It’s a few days before the Jewish holiday of Passover and Menachem (Mendy) Raitport hoists a 40-pound box of meat on his right shoulder and exits his crowded Crown Kosher Meat Market and delivers it across a bustling Kingston Avenue to a waiting car across the street.
“You picked a bad time to interview me,” he tells the Kings County Politics Reporter. “I’m busy, but if you want you can follow me along and ask questions as I work.”
And so it went for Raitport, a small business owner with eight kids, who due to a filing error that left nobody on the Democratic Party Line in the coming special election for the 43rd Assembly District seat, has a solid shot at becoming the first Republican lawmaker to represent Crown Heights and Central Brooklyn in recent memory, if ever.
Raitport is a member of the growing Lubavitch Jewish community in the district – a vocal minority of roughly 5,000 people within the vastly majority black district of about 170,000 constituents. However, if his three opponents, Shirley Patterson, Geoffrey Davis and Diana Richardson – who are all black – split the black vote of the expected light turnout, it could allow Raitport to slip in as the winner.
“All the rabbis are supporting me,” said Raitport, who likes his chances. “The community said they are going to back me. Nobody is going to take our interests as seriously as I will because even though they all (the other candidates) have our best interests in mind so they say, we’re never first fiddle. We’re always second fiddle.”
Raitport promised, though, if he wins he would represent everybody and not just the Jewish community interests.
“This is a mixed neighborhood. You say the Jewish community, the black community, but we’re not a separate community. No, we’re one group. Racism is what you make it. Anybody who lives in this neighborhood knows that most of the black people who live in this neighborhood are really good , hardworking, earnest people. The young ones. The ones that get into trouble. They don’t have jobs. One of the platforms I’m running on is creating jobs.
“How do we create jobs? Not by having public schools putting out dummies. We have to work into the system and put in places classes that help everyone. You have to understand not everyone is meant to sit through regular classrooms and those that are not, you have to make classes to teach them trades such as electricity, plumbing, roofing, masonry work and auto mechanics. Yes there is some such programs, but not enough and we have to help those who the system failed years ago and who are lost. It’s a known fact when a kid has a purpose they don’t go to drugs. They don’t go to rob because they feel pride. When there’s no pride then they end up doing drugs and get into trouble. As an assemblyman I would be all-inclusive.”

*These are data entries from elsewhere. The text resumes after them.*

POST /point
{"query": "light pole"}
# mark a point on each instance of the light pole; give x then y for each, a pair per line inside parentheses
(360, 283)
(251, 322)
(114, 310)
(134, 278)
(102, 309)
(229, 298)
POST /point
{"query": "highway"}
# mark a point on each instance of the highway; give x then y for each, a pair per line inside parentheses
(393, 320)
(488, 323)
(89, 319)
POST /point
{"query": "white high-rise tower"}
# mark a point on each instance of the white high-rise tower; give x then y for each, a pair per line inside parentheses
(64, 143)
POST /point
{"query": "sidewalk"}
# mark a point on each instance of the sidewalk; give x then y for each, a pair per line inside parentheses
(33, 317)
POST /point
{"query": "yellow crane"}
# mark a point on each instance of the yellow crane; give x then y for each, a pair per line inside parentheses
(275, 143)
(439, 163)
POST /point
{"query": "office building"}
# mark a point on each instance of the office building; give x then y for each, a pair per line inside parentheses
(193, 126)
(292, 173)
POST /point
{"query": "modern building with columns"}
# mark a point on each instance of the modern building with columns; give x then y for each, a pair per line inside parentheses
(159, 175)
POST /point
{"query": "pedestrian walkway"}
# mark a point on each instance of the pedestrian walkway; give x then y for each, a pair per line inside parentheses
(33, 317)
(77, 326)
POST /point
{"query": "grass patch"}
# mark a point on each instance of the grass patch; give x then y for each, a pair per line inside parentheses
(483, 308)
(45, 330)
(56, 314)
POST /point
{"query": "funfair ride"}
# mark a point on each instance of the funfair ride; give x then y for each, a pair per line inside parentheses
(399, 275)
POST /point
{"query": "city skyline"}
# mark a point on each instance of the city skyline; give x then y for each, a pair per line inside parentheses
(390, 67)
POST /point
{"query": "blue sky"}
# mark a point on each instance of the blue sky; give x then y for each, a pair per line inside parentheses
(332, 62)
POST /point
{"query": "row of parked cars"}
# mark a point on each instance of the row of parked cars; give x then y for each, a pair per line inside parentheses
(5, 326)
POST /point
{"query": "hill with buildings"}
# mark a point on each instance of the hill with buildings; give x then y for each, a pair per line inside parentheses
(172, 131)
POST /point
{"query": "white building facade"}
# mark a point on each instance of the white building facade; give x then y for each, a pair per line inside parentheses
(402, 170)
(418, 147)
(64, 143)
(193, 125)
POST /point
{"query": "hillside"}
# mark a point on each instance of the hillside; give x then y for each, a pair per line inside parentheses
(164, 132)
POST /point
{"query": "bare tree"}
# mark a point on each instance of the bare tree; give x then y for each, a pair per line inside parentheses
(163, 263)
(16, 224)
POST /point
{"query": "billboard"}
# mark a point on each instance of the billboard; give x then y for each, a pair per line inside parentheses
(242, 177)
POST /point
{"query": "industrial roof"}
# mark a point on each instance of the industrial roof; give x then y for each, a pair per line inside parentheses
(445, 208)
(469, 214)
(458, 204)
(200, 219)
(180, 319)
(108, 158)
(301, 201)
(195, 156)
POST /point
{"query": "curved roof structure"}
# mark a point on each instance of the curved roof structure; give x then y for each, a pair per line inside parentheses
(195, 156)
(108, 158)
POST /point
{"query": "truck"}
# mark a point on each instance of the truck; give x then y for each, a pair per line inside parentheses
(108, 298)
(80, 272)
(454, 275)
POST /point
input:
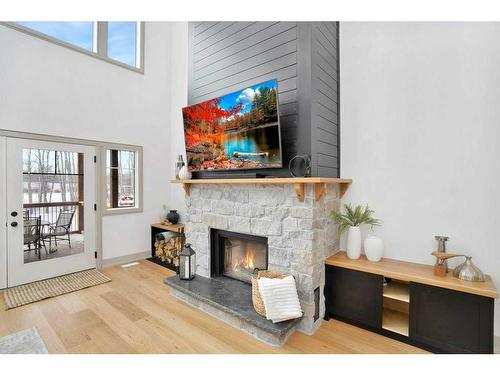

Raitport said becoming a Republican in Kings County, which has one of the highest number of registered Democrats of any county in the country, is a decision he made years ago.
“I’ve always been a Republican – my whole life,” said Raitport. “I don’t want to paint a broad stroke over the whole Democratic Party, but I find it has too much corruption and there is too much politics. And for years they never really protected America the way it should be protected.”
The district includes Crown Heights, East Flatbush, Wingate and Lefferts Gardens. The special election is May 5.